Image caption, Strachan wrote songs, musicals and novels as well as music for TV programmes

Matthew Strachan, the composer who co-wrote the theme music for Who Wants To Be A Millionaire?, has died at the age of 50.

He wrote the quiz show's theme and dramatic incidental music with his father Keith.

It became well-known around the world thanks to the programme's many international versions.

Strachan also composed for The National Lottery and EastEnders, and created a series of fake 1970s porn soundtracks.

"Matthew was loved by his family and he will be sadly missed," Keith Strachan told the BBC.

"He was a warm, funny and talented human being."

The father-and-son team wrote a total of 95 pieces of music for the show over eight days in 1998.

They went on to win them the American Society of Composers, Authors and Publishers' award for the the most-broadcast piece of music on US TV for 10 years in a row, earning them a place in the organisation's hall of fame.

Speaking to BBC Radio London in 2014, Strachan recalled the "unusual circumstances" in which he was called in to write the iconic score.

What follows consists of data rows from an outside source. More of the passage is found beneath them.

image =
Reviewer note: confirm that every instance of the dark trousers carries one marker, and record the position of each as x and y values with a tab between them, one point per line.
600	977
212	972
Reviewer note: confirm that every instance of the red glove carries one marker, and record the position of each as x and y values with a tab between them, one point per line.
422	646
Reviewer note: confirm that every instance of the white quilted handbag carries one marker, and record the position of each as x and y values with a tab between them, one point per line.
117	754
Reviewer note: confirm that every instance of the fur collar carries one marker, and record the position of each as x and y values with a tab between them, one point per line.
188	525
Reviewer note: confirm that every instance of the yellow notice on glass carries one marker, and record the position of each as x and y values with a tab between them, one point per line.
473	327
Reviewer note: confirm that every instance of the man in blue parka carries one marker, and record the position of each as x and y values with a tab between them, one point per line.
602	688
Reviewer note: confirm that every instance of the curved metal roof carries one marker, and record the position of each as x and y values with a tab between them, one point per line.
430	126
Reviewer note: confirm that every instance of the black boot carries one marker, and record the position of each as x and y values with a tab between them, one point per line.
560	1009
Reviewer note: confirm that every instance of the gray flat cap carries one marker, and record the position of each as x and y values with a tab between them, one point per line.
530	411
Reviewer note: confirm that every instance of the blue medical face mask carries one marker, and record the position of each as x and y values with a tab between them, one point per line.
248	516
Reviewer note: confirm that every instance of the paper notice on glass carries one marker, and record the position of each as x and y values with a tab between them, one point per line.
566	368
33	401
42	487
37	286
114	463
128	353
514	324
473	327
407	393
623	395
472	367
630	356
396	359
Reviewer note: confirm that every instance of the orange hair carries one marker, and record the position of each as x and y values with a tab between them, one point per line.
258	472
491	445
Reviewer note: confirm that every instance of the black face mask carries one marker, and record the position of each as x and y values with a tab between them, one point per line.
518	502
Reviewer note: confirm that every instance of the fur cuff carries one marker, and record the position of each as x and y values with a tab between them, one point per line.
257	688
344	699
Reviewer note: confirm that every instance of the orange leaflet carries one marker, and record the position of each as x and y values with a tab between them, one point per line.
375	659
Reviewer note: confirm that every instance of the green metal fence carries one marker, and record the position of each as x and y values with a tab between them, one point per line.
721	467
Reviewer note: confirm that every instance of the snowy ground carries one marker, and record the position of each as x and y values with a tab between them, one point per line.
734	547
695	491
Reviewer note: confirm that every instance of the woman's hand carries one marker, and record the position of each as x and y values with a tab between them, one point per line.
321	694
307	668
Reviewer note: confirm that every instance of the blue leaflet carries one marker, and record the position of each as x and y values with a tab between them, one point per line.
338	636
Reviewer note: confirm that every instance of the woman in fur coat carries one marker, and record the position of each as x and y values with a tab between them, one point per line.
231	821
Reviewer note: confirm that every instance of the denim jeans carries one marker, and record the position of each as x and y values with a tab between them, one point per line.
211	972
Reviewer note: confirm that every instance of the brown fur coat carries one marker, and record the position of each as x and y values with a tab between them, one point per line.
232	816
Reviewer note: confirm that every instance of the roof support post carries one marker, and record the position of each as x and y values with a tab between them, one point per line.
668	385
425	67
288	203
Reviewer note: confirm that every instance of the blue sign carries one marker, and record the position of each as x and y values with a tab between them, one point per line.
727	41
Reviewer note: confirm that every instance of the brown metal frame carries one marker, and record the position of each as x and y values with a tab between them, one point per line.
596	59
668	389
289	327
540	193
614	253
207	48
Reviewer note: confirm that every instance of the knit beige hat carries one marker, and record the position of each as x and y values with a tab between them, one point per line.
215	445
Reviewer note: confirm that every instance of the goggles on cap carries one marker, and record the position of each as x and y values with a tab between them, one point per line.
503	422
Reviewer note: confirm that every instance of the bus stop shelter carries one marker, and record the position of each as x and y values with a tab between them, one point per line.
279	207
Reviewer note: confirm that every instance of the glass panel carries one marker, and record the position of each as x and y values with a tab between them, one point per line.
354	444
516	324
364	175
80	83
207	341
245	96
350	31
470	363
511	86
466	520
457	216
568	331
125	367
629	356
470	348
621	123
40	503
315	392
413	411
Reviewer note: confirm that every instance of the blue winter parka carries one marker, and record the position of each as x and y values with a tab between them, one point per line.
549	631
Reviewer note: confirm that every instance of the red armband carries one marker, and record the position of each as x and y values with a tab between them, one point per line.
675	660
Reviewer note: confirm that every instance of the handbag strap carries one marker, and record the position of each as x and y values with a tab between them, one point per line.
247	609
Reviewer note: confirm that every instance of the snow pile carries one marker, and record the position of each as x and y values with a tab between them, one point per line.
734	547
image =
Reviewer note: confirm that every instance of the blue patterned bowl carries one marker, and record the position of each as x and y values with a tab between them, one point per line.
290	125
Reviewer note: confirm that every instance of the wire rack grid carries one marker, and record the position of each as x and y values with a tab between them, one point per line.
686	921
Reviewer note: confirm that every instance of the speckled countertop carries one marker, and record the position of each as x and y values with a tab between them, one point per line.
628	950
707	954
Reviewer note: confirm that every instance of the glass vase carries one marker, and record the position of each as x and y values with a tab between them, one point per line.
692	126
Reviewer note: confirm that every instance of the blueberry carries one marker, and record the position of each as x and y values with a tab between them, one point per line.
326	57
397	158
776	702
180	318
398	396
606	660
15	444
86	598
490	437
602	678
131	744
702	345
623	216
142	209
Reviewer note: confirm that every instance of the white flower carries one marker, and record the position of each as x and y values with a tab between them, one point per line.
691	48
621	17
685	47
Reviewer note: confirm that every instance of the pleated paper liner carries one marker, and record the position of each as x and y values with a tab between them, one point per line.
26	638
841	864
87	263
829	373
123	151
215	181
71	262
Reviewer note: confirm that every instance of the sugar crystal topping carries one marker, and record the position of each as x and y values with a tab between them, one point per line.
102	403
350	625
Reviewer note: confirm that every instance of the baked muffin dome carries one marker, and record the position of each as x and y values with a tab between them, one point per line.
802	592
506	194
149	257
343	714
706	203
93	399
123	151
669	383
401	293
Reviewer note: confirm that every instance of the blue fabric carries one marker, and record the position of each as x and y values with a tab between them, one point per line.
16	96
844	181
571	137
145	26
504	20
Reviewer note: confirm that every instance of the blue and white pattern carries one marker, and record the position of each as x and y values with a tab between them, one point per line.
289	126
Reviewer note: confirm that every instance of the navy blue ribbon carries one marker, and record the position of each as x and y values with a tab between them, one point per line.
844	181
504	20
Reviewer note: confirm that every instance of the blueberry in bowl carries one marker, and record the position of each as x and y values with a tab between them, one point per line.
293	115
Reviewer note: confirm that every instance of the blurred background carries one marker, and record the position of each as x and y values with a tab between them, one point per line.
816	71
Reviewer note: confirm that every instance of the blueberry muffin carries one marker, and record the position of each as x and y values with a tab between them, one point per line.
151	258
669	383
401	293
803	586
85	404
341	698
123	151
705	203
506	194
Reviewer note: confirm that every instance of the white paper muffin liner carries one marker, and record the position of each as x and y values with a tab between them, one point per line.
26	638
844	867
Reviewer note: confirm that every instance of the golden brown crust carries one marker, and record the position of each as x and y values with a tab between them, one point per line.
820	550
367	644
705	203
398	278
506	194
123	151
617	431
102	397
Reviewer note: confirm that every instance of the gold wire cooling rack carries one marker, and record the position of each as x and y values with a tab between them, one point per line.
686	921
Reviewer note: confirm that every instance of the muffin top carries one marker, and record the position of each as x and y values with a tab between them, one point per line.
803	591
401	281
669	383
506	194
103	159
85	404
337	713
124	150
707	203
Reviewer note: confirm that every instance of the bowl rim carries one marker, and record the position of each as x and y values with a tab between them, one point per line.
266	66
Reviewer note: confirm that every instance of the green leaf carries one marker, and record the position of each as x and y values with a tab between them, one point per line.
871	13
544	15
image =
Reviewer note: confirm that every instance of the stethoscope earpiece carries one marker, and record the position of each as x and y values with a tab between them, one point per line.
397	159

He said: "... A non-broadcast pilot had been made of the show and it was very unsuccessful, it just didn't work.

Image source, ITV

Image caption, The Strachans' Who Wants To Be A Millionaire? music has been heard around the world

"The executive producer of the show pulled into a lay-by one morning and called the entire creative team and said 'we're going to have to throw the entire thing out and start again from scratch because if we don't ITV are just going to turn their back on this'".

Strachan said he and his father were called into a meeting, and after watching the show and talking to the director, it was "eventually decided that there needed to be 95 pieces of music... to cover every eventuality of what happens in the show".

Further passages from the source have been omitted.